Rule 30(b)(6) depositions of organizations are a guessing game. The noticing party must guess as to (or discover during the course of the deposition) the competence of the designated witness to address the matters for examination. The organization must guess as to what exactly the matters seek to cover, and how to prepare one or more witnesses to address them. On October 23, 2019, the Judicial Conference of the United States took some of the guesswork out of the process, transmitting to the Supreme Court for consideration a proposed amendment to Rule 30(b)(6) of the Federal Rules of Civil Procedure (approved by the Judicial Conference), requiring for deposition notices to an organization, most often a corporation, that "[b]efore or promptly after the notice or subpoena is served, the serving party and the organization must confer in good faith about the matters for examination." The proposed new amendment would take effect on December 1, 2020. The Judicial Conference rejected an additional meet and confer requirement regarding the "identity of each witness the organization will designate to testify," which it published for comment.
In rejecting the latter proposal, the Judicial Conference stated it received "[v]ery strong opposition," as "[w]itnesses emphasized that the case law strongly supports the unilateral right of the organization to choose its witness, and asserted that the requirement that the organization confer in 'good faith' would undercut that case law." The conclusion it seems was that a meet and confer requirement would not, or should not, make a difference to the designation.
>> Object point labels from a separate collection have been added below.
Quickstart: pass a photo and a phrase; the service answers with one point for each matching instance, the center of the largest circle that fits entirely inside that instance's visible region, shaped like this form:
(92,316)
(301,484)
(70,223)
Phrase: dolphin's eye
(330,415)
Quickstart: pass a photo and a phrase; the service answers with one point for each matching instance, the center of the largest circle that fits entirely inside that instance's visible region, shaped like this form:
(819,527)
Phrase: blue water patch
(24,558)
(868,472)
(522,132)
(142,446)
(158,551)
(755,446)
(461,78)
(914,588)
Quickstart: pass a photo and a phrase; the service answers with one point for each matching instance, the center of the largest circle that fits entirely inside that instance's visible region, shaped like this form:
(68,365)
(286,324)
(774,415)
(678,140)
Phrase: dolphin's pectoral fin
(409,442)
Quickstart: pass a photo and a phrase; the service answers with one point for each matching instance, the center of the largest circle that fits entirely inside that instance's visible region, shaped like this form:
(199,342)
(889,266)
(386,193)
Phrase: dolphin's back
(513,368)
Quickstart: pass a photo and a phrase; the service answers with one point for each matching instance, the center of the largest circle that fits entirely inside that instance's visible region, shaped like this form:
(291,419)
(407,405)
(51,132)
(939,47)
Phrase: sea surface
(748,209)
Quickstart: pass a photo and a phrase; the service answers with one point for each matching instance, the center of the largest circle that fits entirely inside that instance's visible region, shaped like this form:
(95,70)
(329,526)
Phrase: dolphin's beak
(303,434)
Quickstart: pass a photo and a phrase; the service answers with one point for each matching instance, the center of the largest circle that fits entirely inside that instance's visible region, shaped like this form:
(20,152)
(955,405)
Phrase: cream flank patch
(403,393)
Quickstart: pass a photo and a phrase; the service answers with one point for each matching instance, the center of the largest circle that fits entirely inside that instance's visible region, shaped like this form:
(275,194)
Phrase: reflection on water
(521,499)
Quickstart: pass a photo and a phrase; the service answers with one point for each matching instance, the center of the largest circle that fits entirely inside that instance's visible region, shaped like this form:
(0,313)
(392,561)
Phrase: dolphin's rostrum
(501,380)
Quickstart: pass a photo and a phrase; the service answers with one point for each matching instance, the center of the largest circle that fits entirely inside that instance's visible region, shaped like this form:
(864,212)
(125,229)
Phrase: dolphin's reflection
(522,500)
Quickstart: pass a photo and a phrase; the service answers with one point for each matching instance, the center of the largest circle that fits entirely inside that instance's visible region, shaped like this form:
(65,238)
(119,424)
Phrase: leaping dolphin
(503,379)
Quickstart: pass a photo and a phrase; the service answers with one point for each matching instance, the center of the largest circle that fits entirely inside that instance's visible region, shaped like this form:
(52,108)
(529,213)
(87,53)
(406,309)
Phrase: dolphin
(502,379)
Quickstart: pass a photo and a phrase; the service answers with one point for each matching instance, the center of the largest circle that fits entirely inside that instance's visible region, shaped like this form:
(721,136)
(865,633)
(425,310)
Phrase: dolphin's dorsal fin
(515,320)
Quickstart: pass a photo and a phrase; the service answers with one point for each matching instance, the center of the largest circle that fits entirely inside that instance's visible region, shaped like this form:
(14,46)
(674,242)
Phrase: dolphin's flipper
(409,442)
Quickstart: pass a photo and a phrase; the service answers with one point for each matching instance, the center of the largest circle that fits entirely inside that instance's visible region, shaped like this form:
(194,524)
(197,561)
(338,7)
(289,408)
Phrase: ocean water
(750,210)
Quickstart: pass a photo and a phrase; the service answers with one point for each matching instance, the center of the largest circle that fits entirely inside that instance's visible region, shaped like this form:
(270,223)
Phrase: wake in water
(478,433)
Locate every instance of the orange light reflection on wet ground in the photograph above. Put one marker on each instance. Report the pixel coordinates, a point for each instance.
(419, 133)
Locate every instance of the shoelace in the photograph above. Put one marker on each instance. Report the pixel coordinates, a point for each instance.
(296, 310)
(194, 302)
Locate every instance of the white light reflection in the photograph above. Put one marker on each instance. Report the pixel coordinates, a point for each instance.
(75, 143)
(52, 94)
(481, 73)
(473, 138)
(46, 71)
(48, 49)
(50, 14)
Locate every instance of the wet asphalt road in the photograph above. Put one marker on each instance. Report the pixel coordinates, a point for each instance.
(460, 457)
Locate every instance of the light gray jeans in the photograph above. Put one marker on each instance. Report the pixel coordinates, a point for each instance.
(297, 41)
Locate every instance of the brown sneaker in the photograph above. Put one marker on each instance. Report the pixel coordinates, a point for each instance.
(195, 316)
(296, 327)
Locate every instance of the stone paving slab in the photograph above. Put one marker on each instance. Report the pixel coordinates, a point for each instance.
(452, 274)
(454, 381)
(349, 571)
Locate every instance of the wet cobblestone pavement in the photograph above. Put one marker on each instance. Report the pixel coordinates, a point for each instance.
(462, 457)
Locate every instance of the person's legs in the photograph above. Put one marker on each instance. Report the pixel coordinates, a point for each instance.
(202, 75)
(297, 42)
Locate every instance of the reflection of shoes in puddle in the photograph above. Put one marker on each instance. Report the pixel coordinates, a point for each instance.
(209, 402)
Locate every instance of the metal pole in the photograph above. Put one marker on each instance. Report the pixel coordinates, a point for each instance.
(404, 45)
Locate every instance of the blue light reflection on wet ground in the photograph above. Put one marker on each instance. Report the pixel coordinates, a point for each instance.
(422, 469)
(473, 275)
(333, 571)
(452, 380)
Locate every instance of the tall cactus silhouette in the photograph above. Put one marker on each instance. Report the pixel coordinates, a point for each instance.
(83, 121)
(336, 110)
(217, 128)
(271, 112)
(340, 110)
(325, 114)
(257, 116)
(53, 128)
But that runs counter to the spirit of a meet and confer requirement, and fails to appreciate the frequent incongruity between the knowledge of the organization and the understanding of its attorney. While the organization may have a unilateral right to decide its witness, there is nothing undermining in assuring that it exercises that right through a moderately rigorous testing of whether the proposed designee is adequately capable to testify, or whether another person is better suited. Indeed, most attorneys can relate to the rather common 30(b)(6) experience of the designated witness identifying other persons who are better suited to respond fully to questions posed by the examining attorney. And identifying those individuals in advance may cause an examining attorney to change the matters for examination, and depose the non-designated witness by notice or subpoena.
While the new proposed amendment is likely to facilitate that discussion regardless of the express rejected additional meet and confer requirement, placing the obligation on the organization would have helped better streamline the deposition process under Rule 30(b)(6). Hopefully the Judicial Conference will reconsider the additional requirement in coming proposals.